To select features with a higher correlation with the check result, we can verify correlation. For example, we use the Pearson correlation coefficient to verify the correlation between variables. For the features obtained through data cleansing, standardization, and selection, their differentiation needs to be proved by corresponding clustering algorithms. We can observe related data through the scatter and density charts below:
Figure 3 is a scatter chart of the gateway latency and average network speed of some users. In the figure, the horizontal axis indicates the average network speed in kbps. The vertical axis indicates the average gateway latency (unit: ms) collected each time, and each red dot represents a piece of data. Unlike the traditional scatter chart, Figure 3 involves the calculation of the scatter density distribution. The blue area denotes a density area. The darker color represents greater density. The figure also contains the boundary distribution maps of data distribution on the right vertical axis and the top horizontal axis. This figure shows the distribution of some data by converting the data into visual images. The figure gives the following information:
- The highest density parts are located in areas with low gateway latency.
- According to the horizontal axis, as the network speed increases, the possibility that the gateway latency has larger values decreases.
3. Application Scenarios
Network quality analysis provides multi-dimensional results, which accurately explain the causes of network faults. For different types of problems, the application of corresponding strategies can achieve the desired results. Table 1 lists the policies for different types of weak networks.
Table 1: A list of policies for weak networks
1) Weak Network Prompts for Users
In the case of a weak network buffer, if the signal latency or LAN latency is high, as shown in Figure 4, users will be reminded on the buffer page to guide themselves to perform related optimization. The stutter measurement result of the customer service system also gives corresponding prompts.

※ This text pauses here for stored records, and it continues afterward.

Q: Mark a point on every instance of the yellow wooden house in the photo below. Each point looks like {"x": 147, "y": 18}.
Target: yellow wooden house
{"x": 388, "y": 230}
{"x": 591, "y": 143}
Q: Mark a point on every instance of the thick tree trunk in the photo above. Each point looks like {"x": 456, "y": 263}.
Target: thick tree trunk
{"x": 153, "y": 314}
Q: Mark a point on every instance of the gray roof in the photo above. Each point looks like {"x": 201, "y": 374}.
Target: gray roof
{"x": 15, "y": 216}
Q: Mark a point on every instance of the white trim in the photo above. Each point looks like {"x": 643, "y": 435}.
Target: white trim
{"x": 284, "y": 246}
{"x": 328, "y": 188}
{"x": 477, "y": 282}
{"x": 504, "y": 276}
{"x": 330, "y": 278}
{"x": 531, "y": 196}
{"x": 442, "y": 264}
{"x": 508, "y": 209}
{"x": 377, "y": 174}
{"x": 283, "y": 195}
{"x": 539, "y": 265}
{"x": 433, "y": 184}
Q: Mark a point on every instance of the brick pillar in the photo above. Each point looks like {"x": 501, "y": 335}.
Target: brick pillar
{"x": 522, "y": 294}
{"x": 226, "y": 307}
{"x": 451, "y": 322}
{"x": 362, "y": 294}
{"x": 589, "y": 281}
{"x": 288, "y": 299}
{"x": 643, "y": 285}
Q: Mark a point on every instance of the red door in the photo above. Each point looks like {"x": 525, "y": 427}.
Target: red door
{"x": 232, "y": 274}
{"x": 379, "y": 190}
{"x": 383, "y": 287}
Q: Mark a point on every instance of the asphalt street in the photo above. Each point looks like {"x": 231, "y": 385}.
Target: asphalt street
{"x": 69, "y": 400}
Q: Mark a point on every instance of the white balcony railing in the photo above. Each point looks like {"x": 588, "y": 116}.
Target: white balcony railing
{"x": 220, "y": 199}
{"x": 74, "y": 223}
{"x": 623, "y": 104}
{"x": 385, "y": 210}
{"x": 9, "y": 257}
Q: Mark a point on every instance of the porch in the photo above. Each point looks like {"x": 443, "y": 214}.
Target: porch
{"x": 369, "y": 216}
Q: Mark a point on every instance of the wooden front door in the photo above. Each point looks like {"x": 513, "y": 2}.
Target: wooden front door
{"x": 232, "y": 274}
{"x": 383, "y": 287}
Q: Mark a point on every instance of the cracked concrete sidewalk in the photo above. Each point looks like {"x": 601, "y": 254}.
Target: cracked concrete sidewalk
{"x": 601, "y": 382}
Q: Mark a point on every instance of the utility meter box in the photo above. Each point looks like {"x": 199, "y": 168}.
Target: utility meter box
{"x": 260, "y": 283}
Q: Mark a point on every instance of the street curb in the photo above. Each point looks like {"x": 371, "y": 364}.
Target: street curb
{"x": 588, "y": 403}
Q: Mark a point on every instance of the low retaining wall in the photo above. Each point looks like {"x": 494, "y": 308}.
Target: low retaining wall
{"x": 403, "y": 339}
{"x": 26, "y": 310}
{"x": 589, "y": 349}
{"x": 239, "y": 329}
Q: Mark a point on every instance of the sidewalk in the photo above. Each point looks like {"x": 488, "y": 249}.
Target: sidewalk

2) Scheduling Optimization of Weak Networks
If the quality of the public network is good, but the quality of the CDN is poor, according to the network measurement result, scheduling problems may occur. In that case, we can check the download link for correctness. For example, we can check whether CDN scheduling involves cross-province or cross-carrier aspects, whether the URL is hijacked, and whether CDN resources are sufficient and whether we need to enable a standby line.
3) Download Optimization of Weak Networks
If the network measurement result shows that the quality of both the public network and the CDN is poor, users are in poor network environments. In this situation, we will enable active download methods, such as concurrent downloads, QUIC, and BBR, to mitigate high latency and high packet loss rates. In addition, we will show users how to view videos in smart mode or at a lower bitrate.
4) User Scenario Profiling
Data, such as gateway latency, gateway IP address, and signal strength, perform differently in different scenarios. For example, when home networks are stable along with lower gateway latency and fixed LAN connection devices, their gateway IP addresses have something in common. We comprehensively use the previous network indicators for analysis, feature extraction, and classification. This method can be applied to the identification of final user scenarios, as shown in Figure 5.